The LouvainCommunityDetection step is used to assign a "topic" label to each chunk. This is really useful if you don't necessarily know the salient topics in the content ex-ante, for example if you are summarising long-form podcasts, or books.

Under the hood, we use an optimised Louvain Community Detection algorithm to create clusters of the embeddings passed to this step. We then pass a random sample of embeddings (drawn from around the cluster centroid) to a large language model and give it the task of assigning a cluster label from this small sample of embeddings. We then assign this resultant label to all embeddings in that cluster.

Step Args
Key Value Type Value Description
resolution float A parameter for the Louvain model. For more see here.
model str The language model that should be used to generate the label titles from the sample of the embeddings from each cluster.

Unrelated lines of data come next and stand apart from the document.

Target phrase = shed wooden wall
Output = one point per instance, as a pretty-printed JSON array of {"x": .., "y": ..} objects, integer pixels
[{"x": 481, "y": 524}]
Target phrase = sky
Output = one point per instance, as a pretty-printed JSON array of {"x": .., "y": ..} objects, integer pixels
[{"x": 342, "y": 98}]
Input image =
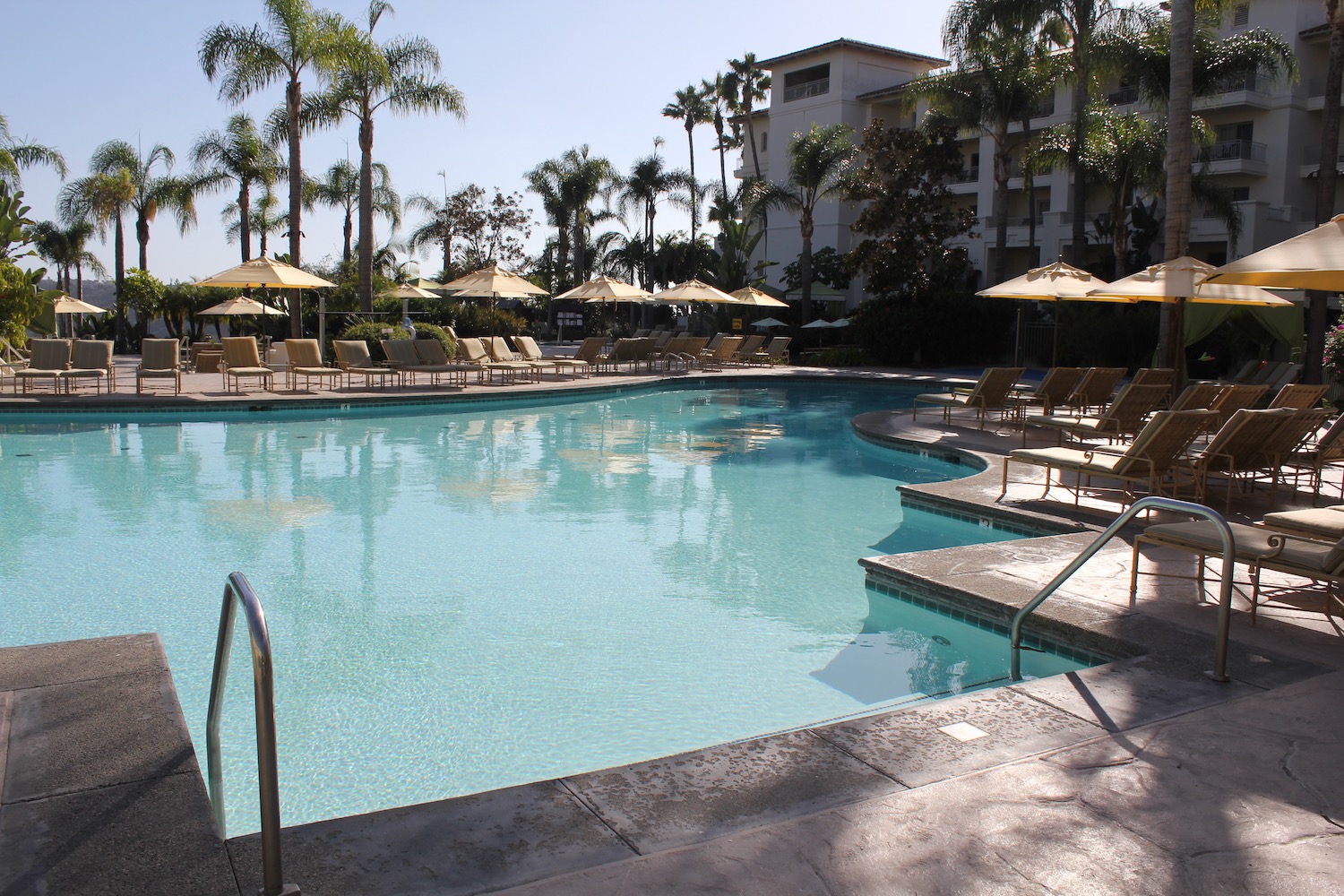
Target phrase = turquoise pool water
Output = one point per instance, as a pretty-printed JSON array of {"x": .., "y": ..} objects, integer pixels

If you include a LouvainCommunityDetection step, you will find the label assigned to each Chunk, in the metadata_json field of the Chunk in the VectorDB. Similar to the LexRank step, the Louvain metadata is found in its own dictionary in the metadata_json field, with the key being equal to the STEP_NAME, and the label to be found in metadata_json --> STEP_NAME --> "label". i.e. if your Louvain step is called "louvain_step", then each Chunk in the vector index will have {"louvain_step" : { "label": LABEL }} in its metadata_json field.